Down the road a bit in Forest Park. A couple and their dog avoid the high road and take the low road across one of the waterways. The structure in the back is part of the amphitheater we call the Muni, for Municipal Opera, that presents Broadway shows and the like during the summer.                           

Wednesday, 7 January 2026

WINTER IN FOREST PARK 2

 

A membrane of ice here, some open water there. Temperatures fluctuating a lot in recent weeks. There used to be more big trees on the horizon before last June’s tornado.                     

Monday, 5 January 2026

WINTER IN FOREST PARK


As I am always happy to point out, Forest Park is the largest urban park in the U.S., just a bit bigger than Central or Golden Gate Parks. It has plenty of variety for images.                        

WHAT’S THIS?

 

I was driving around yesterday, again looking for something, anything, to photograph. When I pulled into Forest Park something caught my eye that made me stop and pick up the camera. A middle-aged man was cruising down the sidewalk on contraptions I’ve never seen. A little hard to see at this scale, but this variation on roller skates/blades has one wheel in the front and three in the back. He was pushing along with poles and a smile on his face.                     

Saturday, 3 January 2026

AMTRAK

 

Passenger rail service in the US. This is the Amtrak train coming into downtown from Chicago, the only one that comes from this direction. None of the sleek lines of the Shinkansen or TGV, but it’s something. Outside of the Boston - Washington corridor, we just dont' have the population destiny. This is America. We drive or fly.                        

Friday, 2 January 2026

BUT WHERE DO THE VANQUISHED LIVE?

 

From the downtown gray-day cruise, another old commercial building newly converted to apartments. That is wonderful but I wonder about the occupancy rate. Downtown has one good-enough grocery with a pharmacy, a shrinking number of restaurants and some issues about safety. Maybe the residential population will reach a critical mass.                 
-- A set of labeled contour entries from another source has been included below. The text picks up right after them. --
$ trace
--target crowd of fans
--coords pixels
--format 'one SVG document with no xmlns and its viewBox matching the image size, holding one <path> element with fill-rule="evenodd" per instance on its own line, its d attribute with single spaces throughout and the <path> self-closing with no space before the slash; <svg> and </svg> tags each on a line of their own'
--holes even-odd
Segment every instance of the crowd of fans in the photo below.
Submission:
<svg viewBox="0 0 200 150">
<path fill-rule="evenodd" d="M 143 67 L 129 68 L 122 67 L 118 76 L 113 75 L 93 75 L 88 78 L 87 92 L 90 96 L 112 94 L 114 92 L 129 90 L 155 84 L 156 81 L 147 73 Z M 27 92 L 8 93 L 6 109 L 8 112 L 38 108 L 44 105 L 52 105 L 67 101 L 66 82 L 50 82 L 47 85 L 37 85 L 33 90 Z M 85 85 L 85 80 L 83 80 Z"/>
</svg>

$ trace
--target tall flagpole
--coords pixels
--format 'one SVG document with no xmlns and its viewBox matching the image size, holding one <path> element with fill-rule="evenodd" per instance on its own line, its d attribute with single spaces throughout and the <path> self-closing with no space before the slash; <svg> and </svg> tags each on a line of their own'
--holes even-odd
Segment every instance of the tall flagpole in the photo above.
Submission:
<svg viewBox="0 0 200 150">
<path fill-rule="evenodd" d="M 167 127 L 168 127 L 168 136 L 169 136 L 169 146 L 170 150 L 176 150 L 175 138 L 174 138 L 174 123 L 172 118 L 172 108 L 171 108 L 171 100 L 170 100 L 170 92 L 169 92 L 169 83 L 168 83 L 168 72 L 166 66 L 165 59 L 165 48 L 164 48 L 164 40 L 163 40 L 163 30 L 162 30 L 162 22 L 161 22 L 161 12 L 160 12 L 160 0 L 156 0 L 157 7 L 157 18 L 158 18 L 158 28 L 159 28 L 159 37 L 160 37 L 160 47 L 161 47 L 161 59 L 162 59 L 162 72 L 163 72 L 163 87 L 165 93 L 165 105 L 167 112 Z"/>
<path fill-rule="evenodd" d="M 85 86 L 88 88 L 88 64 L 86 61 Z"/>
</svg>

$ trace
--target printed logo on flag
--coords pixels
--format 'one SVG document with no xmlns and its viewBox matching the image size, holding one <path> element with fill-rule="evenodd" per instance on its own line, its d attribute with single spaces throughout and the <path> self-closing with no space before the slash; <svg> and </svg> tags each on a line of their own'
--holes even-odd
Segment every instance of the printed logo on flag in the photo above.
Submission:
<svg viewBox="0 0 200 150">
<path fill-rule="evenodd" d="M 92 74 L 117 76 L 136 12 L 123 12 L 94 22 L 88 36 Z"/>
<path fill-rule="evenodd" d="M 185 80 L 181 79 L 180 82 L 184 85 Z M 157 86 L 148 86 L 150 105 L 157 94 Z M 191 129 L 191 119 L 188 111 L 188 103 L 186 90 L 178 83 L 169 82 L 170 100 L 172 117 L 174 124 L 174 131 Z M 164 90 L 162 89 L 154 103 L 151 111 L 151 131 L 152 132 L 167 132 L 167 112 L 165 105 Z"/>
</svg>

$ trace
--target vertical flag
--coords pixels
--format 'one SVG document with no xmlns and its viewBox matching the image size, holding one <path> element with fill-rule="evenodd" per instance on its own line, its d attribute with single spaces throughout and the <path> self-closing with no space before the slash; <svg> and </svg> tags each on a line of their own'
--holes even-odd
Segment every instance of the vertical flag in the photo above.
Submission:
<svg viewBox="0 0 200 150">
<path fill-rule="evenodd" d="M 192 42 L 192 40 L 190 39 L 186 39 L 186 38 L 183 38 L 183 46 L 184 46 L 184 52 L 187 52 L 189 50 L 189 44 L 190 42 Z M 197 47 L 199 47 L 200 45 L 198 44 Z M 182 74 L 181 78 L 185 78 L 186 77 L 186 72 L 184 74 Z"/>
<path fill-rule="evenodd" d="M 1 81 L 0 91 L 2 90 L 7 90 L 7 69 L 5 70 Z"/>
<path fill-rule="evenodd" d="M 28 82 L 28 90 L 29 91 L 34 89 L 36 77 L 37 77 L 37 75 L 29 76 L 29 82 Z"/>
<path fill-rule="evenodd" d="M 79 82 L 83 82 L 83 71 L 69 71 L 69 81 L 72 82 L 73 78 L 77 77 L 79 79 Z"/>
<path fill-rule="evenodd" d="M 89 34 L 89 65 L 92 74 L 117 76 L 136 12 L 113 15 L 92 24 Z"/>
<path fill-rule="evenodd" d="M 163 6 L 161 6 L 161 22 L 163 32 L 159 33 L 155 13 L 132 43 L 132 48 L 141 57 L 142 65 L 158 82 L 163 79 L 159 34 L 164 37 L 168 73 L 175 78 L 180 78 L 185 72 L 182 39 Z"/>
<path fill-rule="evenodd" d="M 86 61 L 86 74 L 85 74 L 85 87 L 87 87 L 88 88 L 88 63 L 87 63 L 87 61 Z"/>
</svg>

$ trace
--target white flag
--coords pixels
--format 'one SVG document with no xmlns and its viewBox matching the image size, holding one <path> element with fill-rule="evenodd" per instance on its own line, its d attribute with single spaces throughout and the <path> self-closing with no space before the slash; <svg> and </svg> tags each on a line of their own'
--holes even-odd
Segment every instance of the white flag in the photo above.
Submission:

WHY NOT START THE YEAR WITH THE ARCH?

 

No new material so I went out driving under leaden skies. Terrible light, iffy images, but I needed something and the Arch is always available. I worked in downtown St. Louis for 47 years and have been retired more more than 4. The pandemic hit downtown hard. Over the last 4 or 5 years, it has become more and more desolate, although there are a couple of big redevelopment projects on the boards. Hope they work.